La recherche révèle une protéine qui régule le poids corporel

Les scientifiques de Yale ont découvert son rôle dans la régulation du poids corporel en étudiant la corrélation d’une protéine appelée augmentor-alpha avec le cancer. La protéine se lie à la molécule du récepteur de la kinase du lymphome anaplasique (ALK) et l’active. La mutation de cette molécule provoque un large éventail de cancers.

Pour déterminer le rôle de cette protéine, les scientifiques ont d’abord localisé sa localisation. Dans des modèles de souris, ils ont découvert que la protéine augmentor-alpha est le plus fortement exprimée dans la région de l’hypothalamus du cerveau. Plus précisément, ils ont découvert qu’il est exprimé dans des cellules appelées neurones du peptide apparenté à l’agouti (AgRP), connus pour favoriser la faim.

Les neurones AgRP sont une petite population de cellules dans le noyau arqué de l’hypothalamus qui sont essentielles à la régulation de l’apport alimentaire.

Tamas Horvath, professeur de médecine comparée Jean et David W. Wallace et auteur de l’étude, a déclaré : “Ainsi, lorsqu’il est devenu clair que l’augmentor-alpha était principalement exprimé dans ces neurones, cela a immédiatement suggéré que l’augmentor-alpha était impliqué dans le métabolisme.”

Lorsque les scientifiques ont observé que le jeûne augmentait l’expression de l’augmentateur-alpha dans ces neurones, ils ont trouvé des preuves supplémentaires d’un lien entre l’augmentateur-alpha et le métabolisme.

Joseph Schlessinger, professeur de pharmacologie William H. Prusoff, a déclaré : “Le jeûne a semblé indiquer de produire davantage de cette protéine.”
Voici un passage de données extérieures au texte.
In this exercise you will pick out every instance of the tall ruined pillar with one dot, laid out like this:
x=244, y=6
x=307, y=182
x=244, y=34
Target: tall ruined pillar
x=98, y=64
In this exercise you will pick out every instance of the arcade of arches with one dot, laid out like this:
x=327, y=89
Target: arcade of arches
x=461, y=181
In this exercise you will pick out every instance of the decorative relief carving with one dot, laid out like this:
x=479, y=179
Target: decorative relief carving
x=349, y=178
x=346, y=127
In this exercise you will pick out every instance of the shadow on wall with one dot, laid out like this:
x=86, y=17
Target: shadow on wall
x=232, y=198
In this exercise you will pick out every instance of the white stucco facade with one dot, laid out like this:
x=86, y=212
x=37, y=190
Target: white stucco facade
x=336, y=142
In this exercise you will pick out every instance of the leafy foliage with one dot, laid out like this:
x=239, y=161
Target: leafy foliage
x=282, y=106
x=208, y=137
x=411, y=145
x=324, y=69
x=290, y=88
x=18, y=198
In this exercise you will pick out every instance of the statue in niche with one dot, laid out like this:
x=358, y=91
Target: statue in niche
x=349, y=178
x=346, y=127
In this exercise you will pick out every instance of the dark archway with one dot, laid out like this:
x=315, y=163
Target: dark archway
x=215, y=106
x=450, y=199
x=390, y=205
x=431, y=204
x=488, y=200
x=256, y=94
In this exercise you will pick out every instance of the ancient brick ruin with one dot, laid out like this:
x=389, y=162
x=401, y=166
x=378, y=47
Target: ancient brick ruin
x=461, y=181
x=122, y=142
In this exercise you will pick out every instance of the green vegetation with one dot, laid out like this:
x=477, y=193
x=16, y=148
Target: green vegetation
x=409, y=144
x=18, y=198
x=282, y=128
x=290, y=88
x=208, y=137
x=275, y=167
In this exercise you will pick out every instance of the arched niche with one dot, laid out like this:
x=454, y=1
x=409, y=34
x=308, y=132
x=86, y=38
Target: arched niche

Les scientifiques ont étudié des souris qui manquaient complètement de protéine. Comparées aux souris typiques, celles sans augmentor-alpha étaient plus minces, qu’elles aient suivi un régime normal ou riche en graisses. Elles étaient également plus actives physiquement que les souris typiques, mais ne mangeaient pas beaucoup plus de nourriture, ce qui contribuait probablement à leur maigreur.

Lorsqu’elles sont confrontées à un manque de nourriture, les souris conservent généralement leur énergie et réduisent leur activité physique. Mais pendant le jeûne, les souris sans augmentor-alpha étaient encore très actives. Ceci suggère que la protéine est un signal essentiel pour la conservation de l’énergie.

Schlessinger a dit, “D’après ce que nous avons observé dans cette étude, nous pensons que l’un des rôles de l’augmentateur alpha dans le corps est de ralentir le métabolisme en cas de manque de nourriture. C’est comme s’il disait : ‘Vous n’avez pas de nourriture, ne dépensez pas autant d’énergie.’

Les scientifiques ont noté, “Ce lien avec le métabolisme suggère que l’inhibition ou l’amélioration de l’effet de l’augmentateur alpha pourrait être utile pour plusieurs maladies. Les médicaments qui inhibent l’augmentor-alpha – ce que font certains médicaments contre le cancer qui ciblent l’ALK – pourraient être réutilisés pour les troubles métaboliques où l’excès de poids peut exacerber la maladie. Et l’amélioration de l’effet d’augmentor-alpha pourrait offrir une option de traitement pour les personnes souffrant d’une perte de poids nocive, comme celles souffrant d’anorexie, de cachexie ou d’une perte d’appétit persistante due à des effets secondaires de médicaments ou à des blessures.

Auparavant, les scientifiques avaient découvert la structure de l’ALK et déterminé comment il interagissait avec l’augmentor-alpha. Cette nouvelle étude soutient et ajoute à ce qu’ils ont observé dans cette recherche antérieure.

Les résultats ont été publiés le 11 avril dans les Actes de l’Académie nationale des sciences.